I grew up in an entirely white town. I didn’t even converse with anyone of color until I briefly moved to Manchester at the age of 18. I was instantly aware that I was responding differently to those people I encountered who did not look like me. It took me some time to unpick my biases. It occurred to me that I had only seen Black faces as caricatures on TV. I grew up with The Black and White Minstrel Show and Love Thy Neighbour being part of primetime TV. It is an interesting observation on the level of change we have achieved that the next generation cannot fathom that those shows were mainstream entertainment.

 

Of course, bias is normal. But the fact that it multiplies and creates systems of prejudice is not adequately accepted. The debate around Critical Race Theory in the USA is depressing. It is not so complicated. The evidence for societal systematic prejudice is legion. The culture war attack on CRT is merely one more aspect of how that prejudice plays out. What’s better than widespread oppression? Why, normalization of the oppression and denial of its existence.

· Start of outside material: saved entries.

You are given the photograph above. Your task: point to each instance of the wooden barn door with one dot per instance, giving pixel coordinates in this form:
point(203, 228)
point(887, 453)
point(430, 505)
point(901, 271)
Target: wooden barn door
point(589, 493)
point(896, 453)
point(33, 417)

That word “racism”… I wonder what better word we can use. Because the very idea of race was created to justify the enslavement of other humans. If we can label a group of people a different race then our rules of morality don’t apply. At the risk of stating the very obvious; there is only one race and we come in a variety of shades. 

I’m writing this not to try and present myself as some expert on ethnicity-based prejudice. Far from it. I want to make the point that I am nothing special. It is an accident of birth and privilege that I was born to my parents. Despite the nurturing I experienced, I went on to be part of the machinery of oppression. I was on the front line of that civil war. The war on some people who use some drugs.

At the age of 18, I thought I had it sussed. Smug—arrogant even—that I was not a racist. When I was a cop, catching drug dealers for a living, I simply did not understand that I was part of a well-constructed international system of oppression. I had to learn. I had to change.

Given the historical importance of drug prohibition laws to the oppression of minorities, is it so surprising that those laws are still applied with a degree of prejudice? And is it surprising that even people who would consider themselves to be non-racist still fail to see the obvious: drug laws built on a foundation of racist beliefs can only continue to be applied in a racist environment?

This is why it is incumbent on all of us to be active for social justice where we can. Or in the words of Angela Davis: “in a racist society, it is not enough to be non-racist, we must be anti-racist.”